Des Franciliens à vélo au début de la grève, le 5 décembre à proximité de la tour Eiffel. / © LUDOVIC MARIN / AFP
Des Franciliens à vélo au début de la grève, le 5 décembre à proximité de la tour Eiffel. / © LUDOVIC MARIN / AFP

Pour les Franciliens qui ont peur de partir au travail à deux roues, il existe de nombreuses lignes de « vélobus », sur le modèle des pédibus pour les enfants sur le chemin de l’école. Une carte permet de visualiser une centaine d’itinéraires, près de chez soi.

Par France 3 PIDF

Le concept du vélobus ? Rouler ensemble, jusqu’au boulot. Pour Stein van Oosteren de l'association FAR à Vélo, à Fontenay-aux-Roses (92), qui a mis en route l’un des premiers trajets en Île-de-France, l’idée est d’avoir, à plusieurs, un peu moins peur à deux roues. Les apprentis cyclistes « pensent que c’est trop loin, que c’est trop difficile… Mais quand on les accompagne, ils découvrent qu’en fait c’est très facile, ils ont besoin de cet accompagnement », raconte ce Hollandais.
Parmi les « vélotafeurs » (les travailleurs à vélo) plus ou moins débutants qui accompagnent Stein sur la route, on trouve des personnes de tout âge. Gabriel, 14 ans, par exemple : un collégien qui n’avait pas de solution transport pour aller à son stage de 3e dans une librairie du centre de Paris. Rouler accompagné sur une ligne de vélobus permet de moins appréhender face aux dangers de la circulation, « surtout les camions et les gros poids lourds » d’après l’adolescent. « Les carrefours sont les endroits les plus compliqués », explique d’ailleurs Stein.

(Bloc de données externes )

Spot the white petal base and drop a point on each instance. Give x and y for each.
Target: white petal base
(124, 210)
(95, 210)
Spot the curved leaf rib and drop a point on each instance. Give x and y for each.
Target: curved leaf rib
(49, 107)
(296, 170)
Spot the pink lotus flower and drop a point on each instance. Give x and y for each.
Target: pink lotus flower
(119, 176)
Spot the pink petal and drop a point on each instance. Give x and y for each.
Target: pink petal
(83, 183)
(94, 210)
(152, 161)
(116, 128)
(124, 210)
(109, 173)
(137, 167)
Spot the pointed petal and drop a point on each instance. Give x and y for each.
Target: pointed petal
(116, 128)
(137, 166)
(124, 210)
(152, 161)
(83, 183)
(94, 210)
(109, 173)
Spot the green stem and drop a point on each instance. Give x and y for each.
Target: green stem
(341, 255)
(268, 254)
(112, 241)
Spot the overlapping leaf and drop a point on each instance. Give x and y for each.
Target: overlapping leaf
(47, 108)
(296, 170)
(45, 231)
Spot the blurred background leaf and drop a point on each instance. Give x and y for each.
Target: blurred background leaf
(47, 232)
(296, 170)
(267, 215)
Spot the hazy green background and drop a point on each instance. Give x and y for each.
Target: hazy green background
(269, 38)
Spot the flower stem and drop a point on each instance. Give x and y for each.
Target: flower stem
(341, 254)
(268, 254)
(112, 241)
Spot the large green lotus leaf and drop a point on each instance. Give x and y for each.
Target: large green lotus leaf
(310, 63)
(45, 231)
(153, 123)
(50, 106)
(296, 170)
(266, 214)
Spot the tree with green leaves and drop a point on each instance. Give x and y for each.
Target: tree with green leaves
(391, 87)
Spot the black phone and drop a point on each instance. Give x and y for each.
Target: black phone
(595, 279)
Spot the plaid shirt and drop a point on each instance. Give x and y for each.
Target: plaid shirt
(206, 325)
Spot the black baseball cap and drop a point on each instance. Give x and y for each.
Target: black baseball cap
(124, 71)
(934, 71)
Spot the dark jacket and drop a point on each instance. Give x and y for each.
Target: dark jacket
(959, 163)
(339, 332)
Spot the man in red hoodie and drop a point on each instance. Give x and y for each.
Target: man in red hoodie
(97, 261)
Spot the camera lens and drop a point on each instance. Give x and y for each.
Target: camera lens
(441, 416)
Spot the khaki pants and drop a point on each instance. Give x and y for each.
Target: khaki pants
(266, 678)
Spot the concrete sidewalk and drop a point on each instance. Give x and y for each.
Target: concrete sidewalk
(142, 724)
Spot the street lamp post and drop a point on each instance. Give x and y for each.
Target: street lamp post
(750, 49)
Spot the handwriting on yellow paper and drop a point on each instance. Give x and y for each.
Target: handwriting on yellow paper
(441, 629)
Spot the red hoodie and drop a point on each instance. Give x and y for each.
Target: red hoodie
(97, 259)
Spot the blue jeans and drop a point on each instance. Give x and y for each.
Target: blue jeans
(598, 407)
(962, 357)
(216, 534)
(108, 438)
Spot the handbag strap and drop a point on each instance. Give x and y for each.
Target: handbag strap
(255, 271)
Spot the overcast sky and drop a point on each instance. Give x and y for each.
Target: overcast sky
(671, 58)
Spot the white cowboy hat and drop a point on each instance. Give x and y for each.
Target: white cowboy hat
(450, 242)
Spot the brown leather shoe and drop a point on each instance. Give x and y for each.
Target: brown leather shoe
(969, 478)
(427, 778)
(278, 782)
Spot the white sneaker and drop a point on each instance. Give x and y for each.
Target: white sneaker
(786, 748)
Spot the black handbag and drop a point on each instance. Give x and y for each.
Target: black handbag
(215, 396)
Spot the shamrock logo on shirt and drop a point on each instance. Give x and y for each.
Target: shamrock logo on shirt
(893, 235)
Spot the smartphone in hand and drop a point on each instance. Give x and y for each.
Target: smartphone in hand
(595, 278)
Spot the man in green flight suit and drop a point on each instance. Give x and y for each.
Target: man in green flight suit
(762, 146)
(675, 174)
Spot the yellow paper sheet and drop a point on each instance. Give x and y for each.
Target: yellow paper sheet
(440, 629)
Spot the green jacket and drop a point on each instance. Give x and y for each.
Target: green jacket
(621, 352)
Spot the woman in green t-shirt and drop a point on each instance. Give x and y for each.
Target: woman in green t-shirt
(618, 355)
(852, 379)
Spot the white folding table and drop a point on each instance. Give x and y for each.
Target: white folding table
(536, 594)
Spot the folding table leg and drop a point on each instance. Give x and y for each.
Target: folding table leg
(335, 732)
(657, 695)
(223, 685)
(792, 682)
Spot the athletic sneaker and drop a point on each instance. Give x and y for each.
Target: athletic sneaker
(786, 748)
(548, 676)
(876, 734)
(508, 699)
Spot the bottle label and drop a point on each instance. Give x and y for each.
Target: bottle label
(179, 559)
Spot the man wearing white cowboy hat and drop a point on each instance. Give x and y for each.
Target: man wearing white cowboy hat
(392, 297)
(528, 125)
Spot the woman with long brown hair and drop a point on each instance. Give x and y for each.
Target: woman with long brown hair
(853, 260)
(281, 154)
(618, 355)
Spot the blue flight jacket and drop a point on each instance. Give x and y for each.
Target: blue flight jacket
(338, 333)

Une centaine de lignes de vélobus

Au total, il existe des dizaines de lignes dans Paris et autour de la capitale. L’association Mieux se Déplacer à Bicyclette a ainsi enregistré une centaine d’itinéraires de « covélotaf » sur une carte en ligne. De quoi trouver facilement un trajet à proximité de son domicile et son lieu de travail.D’après Léa, avocate dans le 17ème à Paris, adepte depuis un mois déjà de la ligne empruntée par Stein, rouler accompagnée jusqu’au boulot n’est pas plus long qu'en transport en commun : « C’était ce qui était un petit peu surprenant, je pensais que j’allais mettre beaucoup plus de temps, mais c’est exactement pareil ». Un argument de plus pour motiver, qui sait, de nouveaux cyclistes urbains.